On the passing of Martin Sharp

It’s easy to mention Martin Sharp’s name in the same sentence as the word ‘icon’. After all he was an exemplary iconographer, an artist who reproduced and recreated icons, striving through duplication and repetition for the essential image.

But it says more about the artist than the images that Sharp became an icon himself, and his images became as iconic as their celebrated subjects.

Like all the best cultural conduits, Sharp was foremost a fan. And it was here that his work will be most remembered. He was a magnificent obsessive. He loved and he loved deeply and long. His obsessions, like all the most prolific maniacs, were well documented. And by maniac, I don’t mean he was insane, though one would hope that he was touched by some special madness. (He at least flirted with it with his preferred pharmaceutical enhancement LSD.) But he was maniacal in his compulsive pursuits, crazed and driven.

Let’s consider some of his most prized passions. Let’s face it, Tiny Tim was a strange looking man in an ill-fitting suit and a misshapen mop of curly hair and an unfortunate face inclined towards the grotesque. But Sharp, besotted with his shrill falsetto and his ethereal interpretation of the American songbook, found a special beauty. He became his main muse and many of Sharp’s most memorable works can be attributed to this strange affiliation.

Sharp then took Australia’s most beloved but over-illustrated icon, the Sydney Opera House, and anthromorphised it so elegantly it may as well have been winking at you. He got to touch up an actual icon up close when he redesigned the grimacing entrance to Sydney Harbour’s sideshow alley, the even more compelling face of Luna Park.

And who but Sharp could take that other famous vaudevillian visage of Roy Rene, and infer his oily greasepaint with a few master strokes of block colour, turning the legend into a logo? Who but Sharp could do better justice to the iconic copperplate typography and the divine graffiti of Arthur Stace who wrote the word ‘Eternity’ on Sydney streets for decades. Fellow travellers, Sharp understood Stace’s yearning to see the eternal in the everyday.

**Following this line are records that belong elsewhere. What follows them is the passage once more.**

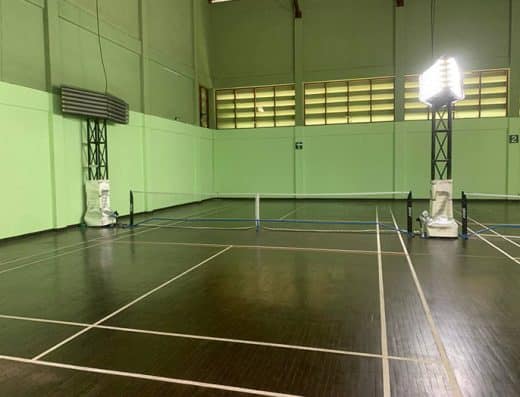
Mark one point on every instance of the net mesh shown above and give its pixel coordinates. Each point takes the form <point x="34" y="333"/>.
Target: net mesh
<point x="324" y="213"/>
<point x="490" y="215"/>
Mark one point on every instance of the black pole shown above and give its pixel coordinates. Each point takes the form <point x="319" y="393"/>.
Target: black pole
<point x="409" y="214"/>
<point x="434" y="146"/>
<point x="449" y="137"/>
<point x="464" y="203"/>
<point x="131" y="208"/>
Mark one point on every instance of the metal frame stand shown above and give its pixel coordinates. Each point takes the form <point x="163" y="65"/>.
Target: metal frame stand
<point x="442" y="118"/>
<point x="97" y="149"/>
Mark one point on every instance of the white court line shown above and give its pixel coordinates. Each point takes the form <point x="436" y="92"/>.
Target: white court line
<point x="220" y="339"/>
<point x="63" y="342"/>
<point x="495" y="232"/>
<point x="101" y="243"/>
<point x="494" y="246"/>
<point x="384" y="335"/>
<point x="454" y="385"/>
<point x="105" y="238"/>
<point x="293" y="211"/>
<point x="268" y="247"/>
<point x="137" y="375"/>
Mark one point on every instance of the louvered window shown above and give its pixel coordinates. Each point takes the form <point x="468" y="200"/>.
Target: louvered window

Sharp always appeared to be in good company, judging by his involvement in cultural flashpoints of the ‘60s and early ‘70s, like the utter oppression of Oz magazine for which Sharp was sentenced to hard labour for his art (seriously what could give you more cred?). As exemplified by his participation in the Yellow House project, he was one of an exclusive, improbably influential tribe of Australian artists and acolytes that changed the face not only of Australia art but the face of Australia itself. And Martin Sharp always did like an interesting face.